She struck me as a rather typical of her ilk, being a Presbyterian of the Church of Scotland - whose favourite reading was the cozy, 'couthy' and heart-warming productions of the DC Thomson publishers from Dundee - the Sunday Post newspaper, The People's Friend magazine and annual, and moral or uplifting verse by the poetess Patience Strong (a pen name, as you will have guessed).
These meant a great deal to her, and she would read out passages, and occasionally lend me something she thought was especially good.
In response to my (then atheist) enquiry about why she was a Christian; she once said something about her faith, the gist of which I found very striking at the time and have always remembered.
This was that she was a Christian because of the promise of going to Heaven - without which she could not continue in life.
But she actually put it the other way around - without the hope of going to Heaven after death, she would not find her life worth living.
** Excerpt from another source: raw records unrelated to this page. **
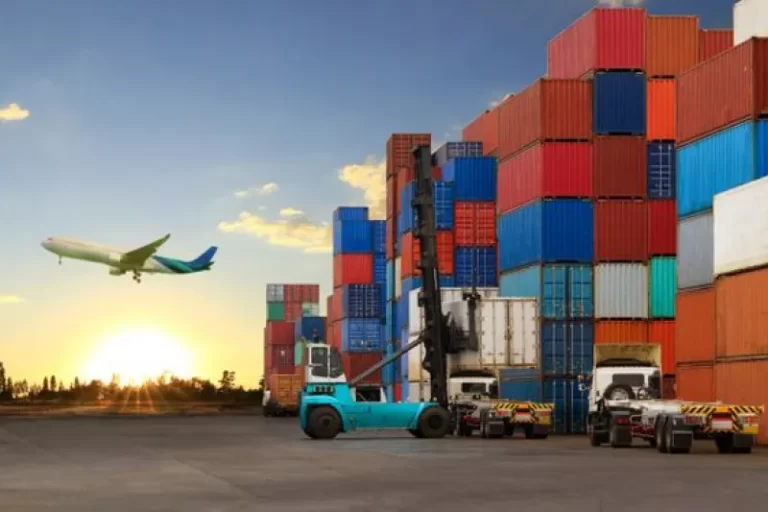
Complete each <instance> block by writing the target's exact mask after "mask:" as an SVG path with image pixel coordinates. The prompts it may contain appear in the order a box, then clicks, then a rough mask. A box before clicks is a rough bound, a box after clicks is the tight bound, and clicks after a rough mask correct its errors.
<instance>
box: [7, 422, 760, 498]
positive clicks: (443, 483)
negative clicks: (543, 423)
mask: <svg viewBox="0 0 768 512" xmlns="http://www.w3.org/2000/svg"><path fill="white" fill-rule="evenodd" d="M709 445H710V443H704V442H701V444H699V445H698V446H697V447H695V448H694V452H693V453H691V454H689V455H662V454H659V453H657V452H656V451H655V450H652V449H650V448H648V447H645V446H640V445H638V446H637V447H636V448H633V449H630V450H626V449H625V450H616V449H611V448H609V447H602V448H590V447H589V446H588V443H587V440H586V438H584V437H551V438H550V439H547V440H536V441H535V440H525V439H516V438H515V439H505V440H482V439H479V438H472V439H458V438H450V439H442V440H420V439H413V438H411V437H410V435H408V434H405V435H401V434H400V433H394V434H387V433H378V432H377V433H368V434H355V435H346V436H343V437H339V438H338V439H336V440H334V441H312V440H309V439H306V438H305V437H304V435H303V434H302V433H301V431H300V430H299V428H298V422H297V420H296V419H264V418H261V417H258V416H250V417H243V416H240V417H237V416H233V417H226V416H224V417H209V418H205V417H200V418H125V419H123V418H90V419H89V418H72V419H38V420H35V419H17V418H0V510H2V511H6V510H7V511H13V512H16V511H38V510H46V511H47V510H56V511H63V512H69V511H77V512H86V511H100V512H102V511H104V510H109V511H110V512H120V511H131V512H136V511H142V512H143V511H177V510H178V511H184V512H197V511H205V512H214V511H221V512H224V511H227V512H229V511H259V512H282V511H302V512H304V511H313V512H325V511H334V512H346V511H361V512H362V511H366V512H367V511H396V510H397V511H433V510H439V511H441V512H451V511H461V512H468V511H470V510H471V509H476V510H486V511H497V510H498V511H502V510H535V511H537V512H548V511H568V512H581V511H589V512H593V511H602V512H607V511H621V512H634V511H644V512H646V511H648V510H654V511H689V510H696V511H697V512H702V511H718V512H721V511H723V510H739V511H742V512H743V511H755V512H757V511H760V512H764V511H765V510H768V451H766V450H758V451H757V452H755V453H753V454H751V455H718V454H717V453H715V452H714V448H713V447H711V446H709Z"/></svg>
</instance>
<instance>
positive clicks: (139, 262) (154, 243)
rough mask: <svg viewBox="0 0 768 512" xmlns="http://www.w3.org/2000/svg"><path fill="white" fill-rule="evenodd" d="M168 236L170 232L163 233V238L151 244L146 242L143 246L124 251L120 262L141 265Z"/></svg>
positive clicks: (144, 261)
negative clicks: (147, 243) (165, 234)
mask: <svg viewBox="0 0 768 512" xmlns="http://www.w3.org/2000/svg"><path fill="white" fill-rule="evenodd" d="M169 238H171V234H170V233H168V234H167V235H165V236H164V237H163V238H160V239H158V240H155V241H154V242H152V243H151V244H147V245H145V246H144V247H139V248H138V249H134V250H132V251H128V252H126V253H125V254H123V258H122V263H125V264H127V265H137V266H141V265H143V264H144V262H145V261H147V258H149V257H150V256H152V255H153V254H155V252H157V249H159V248H160V246H161V245H163V244H164V243H165V242H167V241H168V239H169Z"/></svg>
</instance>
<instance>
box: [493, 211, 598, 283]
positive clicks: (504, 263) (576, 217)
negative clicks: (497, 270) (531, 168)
mask: <svg viewBox="0 0 768 512" xmlns="http://www.w3.org/2000/svg"><path fill="white" fill-rule="evenodd" d="M498 231H499V233H498V239H499V255H500V265H499V266H500V270H501V272H507V271H509V270H513V269H515V268H519V267H524V266H526V265H530V264H531V263H537V262H544V263H548V262H556V261H568V262H590V261H592V259H593V254H594V253H593V244H592V238H593V237H592V235H593V211H592V203H591V202H590V201H582V200H578V199H554V200H546V201H537V202H535V203H531V204H530V205H528V206H525V207H523V208H520V209H518V210H515V211H512V212H509V213H505V214H504V215H502V216H501V217H499V223H498Z"/></svg>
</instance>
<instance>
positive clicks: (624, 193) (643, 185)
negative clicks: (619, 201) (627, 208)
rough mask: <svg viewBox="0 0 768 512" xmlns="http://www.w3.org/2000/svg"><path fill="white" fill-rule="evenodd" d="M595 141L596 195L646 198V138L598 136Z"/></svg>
mask: <svg viewBox="0 0 768 512" xmlns="http://www.w3.org/2000/svg"><path fill="white" fill-rule="evenodd" d="M592 144H593V145H594V149H593V152H594V168H593V171H592V172H593V179H594V185H593V190H594V195H595V197H639V198H645V196H646V189H647V185H646V175H647V169H646V167H647V163H646V156H647V155H646V149H645V139H644V138H642V137H632V136H628V137H627V136H607V137H595V139H594V141H593V142H592Z"/></svg>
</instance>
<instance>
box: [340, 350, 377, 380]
mask: <svg viewBox="0 0 768 512" xmlns="http://www.w3.org/2000/svg"><path fill="white" fill-rule="evenodd" d="M379 361H381V353H379V352H369V353H360V354H353V353H349V352H342V354H341V364H342V365H343V366H344V373H346V374H347V380H350V379H354V378H355V377H357V376H358V375H360V374H361V373H363V372H364V371H365V370H367V369H368V368H370V367H371V366H373V365H375V364H376V363H378V362H379ZM360 384H375V385H380V384H381V370H379V371H375V372H373V373H372V374H371V375H369V376H368V377H366V378H364V379H363V380H362V381H360Z"/></svg>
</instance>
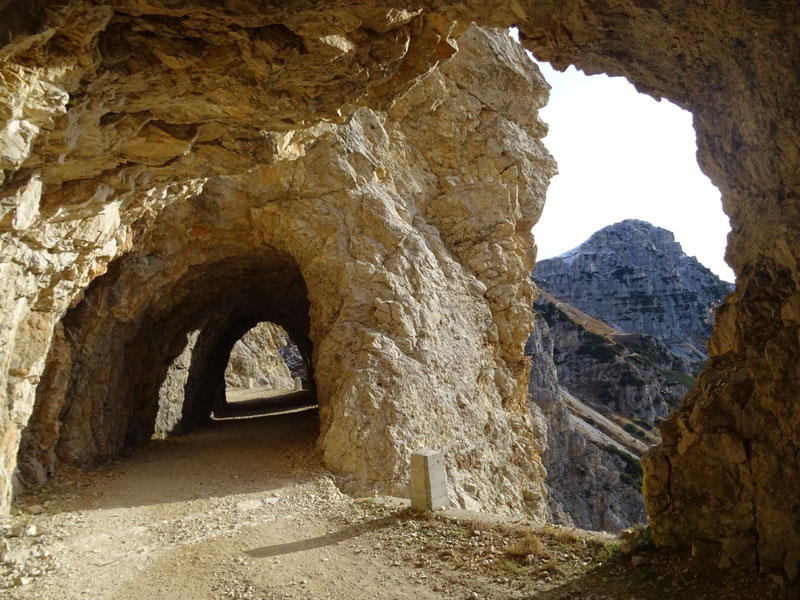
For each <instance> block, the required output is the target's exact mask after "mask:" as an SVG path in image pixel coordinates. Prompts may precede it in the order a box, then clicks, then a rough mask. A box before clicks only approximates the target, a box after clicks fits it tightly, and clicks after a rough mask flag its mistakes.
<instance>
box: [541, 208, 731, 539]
mask: <svg viewBox="0 0 800 600" xmlns="http://www.w3.org/2000/svg"><path fill="white" fill-rule="evenodd" d="M541 265H544V266H541ZM541 273H543V275H542V274H541ZM532 277H533V279H534V280H535V281H536V283H537V285H538V286H539V288H540V294H539V297H538V298H537V300H536V302H535V303H534V306H533V312H534V315H535V316H536V325H535V330H534V332H533V333H532V334H531V336H530V338H529V340H528V343H527V344H526V348H525V351H526V354H527V355H528V356H529V357H530V359H531V380H530V384H529V388H528V390H529V397H530V400H531V403H530V405H531V412H532V414H534V416H538V420H539V422H540V423H541V426H542V428H543V429H544V430H546V437H547V444H548V445H547V450H546V451H545V453H544V456H543V462H544V465H545V467H546V469H547V479H546V483H547V486H548V490H549V497H548V511H549V513H550V518H551V519H552V520H554V521H555V522H558V523H562V524H566V525H576V526H579V527H584V528H588V529H609V530H614V529H620V528H623V527H627V526H629V525H631V524H634V523H637V522H643V521H646V519H647V516H646V513H645V510H644V501H643V497H642V494H641V486H642V479H641V465H640V463H639V459H640V457H641V456H642V454H643V453H644V452H645V451H646V450H647V448H648V447H650V446H651V445H653V444H654V443H656V442H659V441H660V439H661V438H660V435H659V432H658V427H657V425H658V424H659V423H660V422H661V421H662V420H663V419H665V418H666V417H667V415H668V413H669V412H670V411H671V410H673V409H675V408H676V407H677V406H678V404H679V402H680V400H681V398H682V397H683V396H684V395H685V394H686V393H687V392H688V391H689V389H691V387H692V385H693V382H694V376H695V375H696V374H697V371H698V368H699V366H700V364H702V362H701V358H702V357H704V356H705V354H704V352H703V351H701V350H700V348H704V347H705V346H704V343H705V340H702V339H701V334H702V332H703V331H704V330H705V329H704V328H705V327H706V326H707V327H708V331H709V332H710V328H711V325H712V317H713V314H712V309H713V306H714V303H715V302H718V301H719V300H720V299H721V296H720V294H721V293H722V292H723V291H724V290H726V289H728V288H727V284H725V282H722V281H720V280H719V279H718V278H716V277H715V276H713V274H711V273H710V271H708V269H706V268H705V267H703V266H702V265H700V263H698V262H697V260H696V259H694V258H691V257H688V256H686V255H685V254H683V252H682V250H681V248H680V244H678V243H677V242H675V241H674V236H673V235H672V233H670V232H669V231H667V230H665V229H661V228H658V227H654V226H652V225H650V224H649V223H645V222H642V221H634V220H629V221H623V222H621V223H618V224H616V225H612V226H610V227H606V228H604V229H602V230H600V231H598V232H597V233H595V234H594V235H592V236H591V237H590V238H589V240H587V241H586V242H584V244H581V245H580V246H578V247H577V248H575V249H574V250H571V251H570V252H567V253H565V254H563V255H561V256H560V257H557V258H555V259H550V260H549V261H542V262H541V263H539V264H537V267H536V268H535V269H534V272H533V275H532ZM551 282H552V283H553V287H555V289H553V288H551V287H550V283H551ZM560 293H566V294H567V296H568V298H570V300H568V301H565V300H564V298H562V297H556V295H557V294H560ZM553 294H555V295H553ZM604 294H605V297H604ZM573 299H575V304H576V305H580V307H576V306H574V305H573V302H572V300H573ZM620 299H622V302H621V303H620V304H619V305H617V304H615V302H616V301H618V300H620ZM584 307H586V308H584ZM587 309H588V310H587ZM584 310H586V311H587V312H590V311H591V314H587V312H584ZM606 319H607V320H608V321H607V322H604V320H606ZM620 323H624V324H625V326H626V327H628V326H630V327H631V328H630V329H627V330H626V329H623V327H622V326H620ZM643 331H655V332H658V333H660V336H656V335H651V334H648V333H645V332H643Z"/></svg>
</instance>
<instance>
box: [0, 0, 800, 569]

At the time I found this rather pitiful; and I regarded it as simply wishful thinking from someone (much less intelligent and experienced than myself) whose life was so lonely, restricted and lacking in interest that she needed to fabricate this sentimental fantasy.
I also judged that she was not a 'real Christian' because eternal life was not what it was all-about. Life, I believed, was about making the most of our mortal years; and stoically accepting that there was nothing else.
I thought she was just making-up a consoling but pretend religion to suit herself, rather than understanding the bleak truth of existence.
Nowadays, however, I believe that little old lady was wiser than me, and was just plain right about the true nature of real Christianity.
I am also sure that her sincere desire for eternal life in Heaven was exactly what was required for her to go there after death - and what made sense of her quiet and solitary mortal life.
And I hope to tell her exactly this, some day.